As the computing industry has grown dramatically in the past few decades, so has the environmental footprint created by such technologies as artificial intelligence and cloud computing. The industry is now looking beyond the operational carbon footprint, or the carbon created by a computer system. Instead, it is considering the life cycle carbon footprint, which includes both the operational and the embodied carbon footprint. The embodied carbon footprint is the carbon created in the manufacturing of a smartphone, an AI system, or other hardware. Before you can optimize computing’s carbon footprint, though, you must be able to measure it. And measuring the embodied carbon footprint has been challenging to date.
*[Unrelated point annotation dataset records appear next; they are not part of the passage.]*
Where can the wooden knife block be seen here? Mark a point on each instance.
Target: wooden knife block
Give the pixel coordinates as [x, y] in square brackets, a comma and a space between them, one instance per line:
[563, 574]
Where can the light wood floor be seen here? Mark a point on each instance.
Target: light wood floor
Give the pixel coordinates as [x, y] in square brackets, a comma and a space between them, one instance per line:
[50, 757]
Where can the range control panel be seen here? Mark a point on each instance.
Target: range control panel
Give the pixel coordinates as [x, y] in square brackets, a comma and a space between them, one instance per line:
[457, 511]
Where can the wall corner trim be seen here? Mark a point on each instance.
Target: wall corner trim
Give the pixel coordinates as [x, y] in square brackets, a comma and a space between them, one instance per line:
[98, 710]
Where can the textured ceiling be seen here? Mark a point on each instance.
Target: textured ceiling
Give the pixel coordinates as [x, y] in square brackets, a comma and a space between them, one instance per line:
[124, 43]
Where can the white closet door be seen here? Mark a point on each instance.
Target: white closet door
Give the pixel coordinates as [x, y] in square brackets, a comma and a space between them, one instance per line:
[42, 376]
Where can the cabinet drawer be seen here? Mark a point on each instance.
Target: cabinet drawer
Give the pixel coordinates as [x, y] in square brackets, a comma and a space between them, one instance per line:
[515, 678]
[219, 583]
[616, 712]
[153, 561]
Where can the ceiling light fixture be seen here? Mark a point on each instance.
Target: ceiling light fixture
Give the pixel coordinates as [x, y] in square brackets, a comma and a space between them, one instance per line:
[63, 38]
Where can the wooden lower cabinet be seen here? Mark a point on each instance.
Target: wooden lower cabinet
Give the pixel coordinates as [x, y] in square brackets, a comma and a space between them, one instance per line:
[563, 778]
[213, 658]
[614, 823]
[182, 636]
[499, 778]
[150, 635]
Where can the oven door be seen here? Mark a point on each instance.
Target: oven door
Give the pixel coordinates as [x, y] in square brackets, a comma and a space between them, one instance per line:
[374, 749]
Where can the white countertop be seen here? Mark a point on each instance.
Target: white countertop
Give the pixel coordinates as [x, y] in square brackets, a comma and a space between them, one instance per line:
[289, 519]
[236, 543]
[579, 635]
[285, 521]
Measuring the embodied carbon footprint
To solve this dilemma, researchers from Meta and Harvard University have created an architectural carbon modeling tool (ACT) to quantify and optimize the embodied carbon footprint. Traditionally, system architects would design a given computer system to optimize its performance, power, and chip area. With ACT, system architects can design and optimize hardware to minimize carbon yields as well as to optimize for performance and energy efficiency. For example, some smartphones contain hardware components that aren’t needed for all user applications. These extra components add to the carbon footprint of that phone. So when optimizing for application use cases, a system designer can use ACT to predict the additional carbon cost of a particular functionality. In doing so, the system designer could incorporate only those hardware components that are critical for the desired applications, consequently optimizing the life cycle carbon footprint of the phone. Put differently, system designers can now quantify the trade-offs between given features and their contribution to the phone’s overall carbon footprint. And more broadly speaking, the community can use ACT to measure and ultimately reduce the environmental footprint of technologies such as AI, as system architects can design greener AI systems from the start.